# Guppy Colony Tank



## Axelrodi202 (Jul 29, 2008)

Is it possible to maintain a high quality strain of guppies in a colony tank setup, or is a divided tank the only way?


----------



## amcoffeegirl (May 26, 2009)

In a large enough tank it is possible but easier in separated tanks. I like to keep one breeding tank for the couples i want to pair up. 5-10 gallon.
Then one tank for females- another for males to grow out.
Each 10-15 gallons.
With heavy culling in one tank it can be done but with high quality guppies you want to let them grow out to see which are your next breeders. In limited space you won't be able to grow out most of the drops and will be culling before you can see all traits. 
Space will be the limiting factor. Guppies drop fry every 30 days and it takes 2-3 months to see your quality colors and finnage.
I do colony breed in 2 tanks but I remove all females after 2 drops and let the babies grow out with the dad's. Then select my best females and start over.

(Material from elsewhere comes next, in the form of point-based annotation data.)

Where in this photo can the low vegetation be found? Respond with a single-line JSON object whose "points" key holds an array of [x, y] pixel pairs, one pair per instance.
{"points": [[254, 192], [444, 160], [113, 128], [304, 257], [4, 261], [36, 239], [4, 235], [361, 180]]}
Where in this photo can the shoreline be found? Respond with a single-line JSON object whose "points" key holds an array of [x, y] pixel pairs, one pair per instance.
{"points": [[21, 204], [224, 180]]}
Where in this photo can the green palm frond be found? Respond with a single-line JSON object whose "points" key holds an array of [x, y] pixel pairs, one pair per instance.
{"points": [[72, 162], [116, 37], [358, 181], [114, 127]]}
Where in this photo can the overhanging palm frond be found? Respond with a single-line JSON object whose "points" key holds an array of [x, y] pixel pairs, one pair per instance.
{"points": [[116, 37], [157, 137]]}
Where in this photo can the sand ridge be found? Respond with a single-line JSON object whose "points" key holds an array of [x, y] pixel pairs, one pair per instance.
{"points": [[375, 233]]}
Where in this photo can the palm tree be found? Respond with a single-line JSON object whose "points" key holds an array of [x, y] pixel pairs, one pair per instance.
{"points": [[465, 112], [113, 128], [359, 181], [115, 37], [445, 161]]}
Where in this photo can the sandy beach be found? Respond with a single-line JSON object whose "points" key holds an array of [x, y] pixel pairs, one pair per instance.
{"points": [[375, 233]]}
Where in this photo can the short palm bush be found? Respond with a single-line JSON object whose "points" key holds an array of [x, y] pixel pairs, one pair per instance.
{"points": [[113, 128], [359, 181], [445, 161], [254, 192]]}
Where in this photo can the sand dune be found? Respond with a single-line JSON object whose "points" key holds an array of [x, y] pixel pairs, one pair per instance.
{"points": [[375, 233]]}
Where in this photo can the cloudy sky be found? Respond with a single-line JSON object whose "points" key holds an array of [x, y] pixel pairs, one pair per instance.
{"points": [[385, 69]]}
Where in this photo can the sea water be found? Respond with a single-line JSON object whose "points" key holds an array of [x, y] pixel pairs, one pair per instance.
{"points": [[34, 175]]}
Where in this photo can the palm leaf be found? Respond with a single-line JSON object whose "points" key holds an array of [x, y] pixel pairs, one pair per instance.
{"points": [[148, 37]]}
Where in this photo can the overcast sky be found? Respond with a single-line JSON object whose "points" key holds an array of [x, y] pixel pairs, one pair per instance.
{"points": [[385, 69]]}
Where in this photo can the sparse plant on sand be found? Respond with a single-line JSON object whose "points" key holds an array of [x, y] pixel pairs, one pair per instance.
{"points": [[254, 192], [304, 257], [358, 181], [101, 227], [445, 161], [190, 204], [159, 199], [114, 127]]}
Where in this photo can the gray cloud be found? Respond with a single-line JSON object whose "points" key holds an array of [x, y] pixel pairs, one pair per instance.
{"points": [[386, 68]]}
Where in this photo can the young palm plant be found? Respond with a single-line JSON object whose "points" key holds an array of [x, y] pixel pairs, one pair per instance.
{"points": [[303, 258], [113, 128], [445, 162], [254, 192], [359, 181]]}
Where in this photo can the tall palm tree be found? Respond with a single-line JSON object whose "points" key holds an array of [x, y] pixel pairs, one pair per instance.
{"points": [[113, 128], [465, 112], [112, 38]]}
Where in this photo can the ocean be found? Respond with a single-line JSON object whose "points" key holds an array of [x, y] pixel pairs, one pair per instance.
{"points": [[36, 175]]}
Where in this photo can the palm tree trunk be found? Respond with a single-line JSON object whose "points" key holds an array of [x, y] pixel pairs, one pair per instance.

Bump: I have even selected lovely female guppies at chain stores and kept them alone in a 5 gallon tank until they dropped fry and started a colony that way. Surprisingly usually they breed true. Got blue moscows this way and snakeskins.


----------



## Fishly (Jan 8, 2010)

Yes, you can. However, it's not as fast or precise and you must cull ruthlessly.

The reason multiple tanks are used is so you know exactly which breeders are producing each generation and so you can use different lines within a strain to work on different traits. There are no strains of guppies that throw perfection in every drop. Most breeders have several lines for each strain and cross the lines to produce their show fish. Whenever you buy fish from a breeder, they will usually give you fish from only one of the lines. You'll then have to use those fish to create different lines of your own.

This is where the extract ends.